SAN FRANCISCO - In an abrupt change of course, Wachovia Corp. said Friday it will be acquired by Wells Fargo & Co. in a $15.1 billion all-stock deal, wiping out Wachovia's previous plan to sell its banking operations to rival suitor Citigroup Inc.
A key difference is that the Wachovia deal will be done without government assistance, while the Citigroup deal would have been done with the help of the Federal Deposit Insurance Corp.
The Wachovia-Wells deal, announced Friday, comes in a turbulent time for banks and financial firms as they grapple with the ongoing credit crisis, which led to the recent bankruptcy of Lehman Brothers Holdings Inc. and the failure of Washington Mutual Inc.
Wachovia shareholders will receive 0.1991 shares of Wells Fargo for every share of Charlotte, N.C.-based Wachovia stock they own, valuing Wachovia at about $7 per share. This is a nearly 80 percent premium over the stock's Thursday closing price of $3.91. Shares closed at $10 last Friday, the last trading session before the deal with Citigroup was announced.
On Monday, Citigroup had agreed to buy Wachovia's banking operations for $2.16 billion in a deal orchestrated by the federal government.
That deal, which had been approved by the boards of both companies, was still subject to approval by Wachovia's shareholders and regulators.

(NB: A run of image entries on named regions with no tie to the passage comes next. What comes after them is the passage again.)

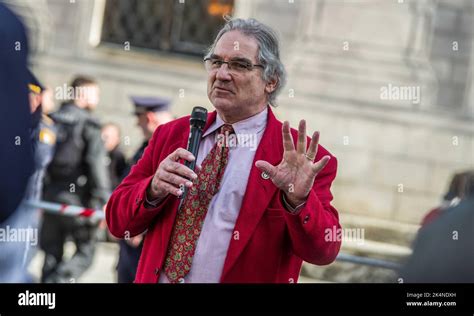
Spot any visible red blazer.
[106,108,341,283]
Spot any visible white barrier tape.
[26,200,105,220]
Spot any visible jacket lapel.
[221,107,283,280]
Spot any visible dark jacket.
[44,103,110,209]
[0,3,33,223]
[400,198,474,283]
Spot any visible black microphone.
[178,106,207,209]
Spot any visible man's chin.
[212,98,233,110]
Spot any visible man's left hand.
[255,120,330,207]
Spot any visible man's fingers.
[255,160,277,179]
[306,132,319,160]
[157,180,183,196]
[169,148,196,161]
[163,161,197,180]
[296,120,306,154]
[313,156,331,173]
[281,121,295,151]
[159,171,193,188]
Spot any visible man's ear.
[146,111,156,123]
[265,78,278,93]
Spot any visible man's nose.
[216,64,232,81]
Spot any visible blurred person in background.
[400,171,474,283]
[421,170,474,226]
[41,87,55,115]
[102,123,127,189]
[40,76,110,283]
[117,96,173,283]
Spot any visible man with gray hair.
[106,19,341,283]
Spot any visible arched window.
[102,0,234,55]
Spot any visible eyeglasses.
[204,57,264,73]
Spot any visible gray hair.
[206,19,286,106]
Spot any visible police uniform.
[40,93,110,283]
[117,96,170,283]
[25,72,56,200]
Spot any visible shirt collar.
[202,107,268,138]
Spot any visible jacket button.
[303,215,309,224]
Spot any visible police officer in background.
[25,72,56,205]
[40,76,110,283]
[117,96,173,283]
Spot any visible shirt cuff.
[143,193,163,208]
[281,193,306,215]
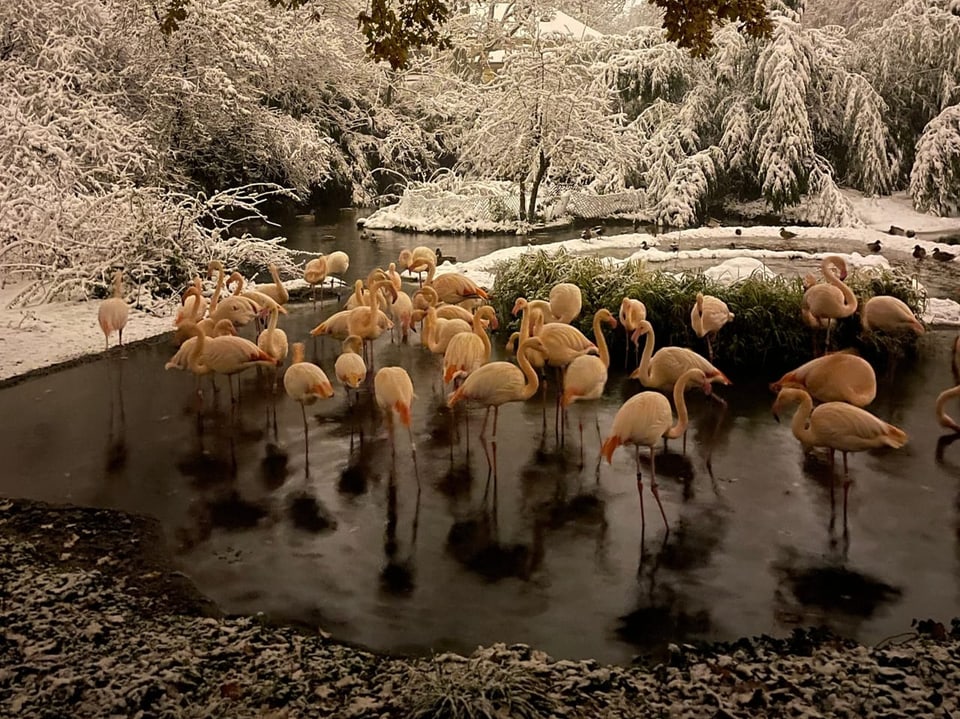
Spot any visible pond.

San Francisco-based Wells Fargo will record merger and integration charges of about $10 billion, but says it expects earnings to be boosted within the first year after the acquisition closes. No government assistance is part of the deal terms.
Wachovia shares were up $2.25, or 53 percent, at $6.50 in premarket trading, while Wells Fargo fell $1.40, or 3.8 percent, to $35.31. Citigroup shares were down $3.10, or 13.2 percent, to $20.35.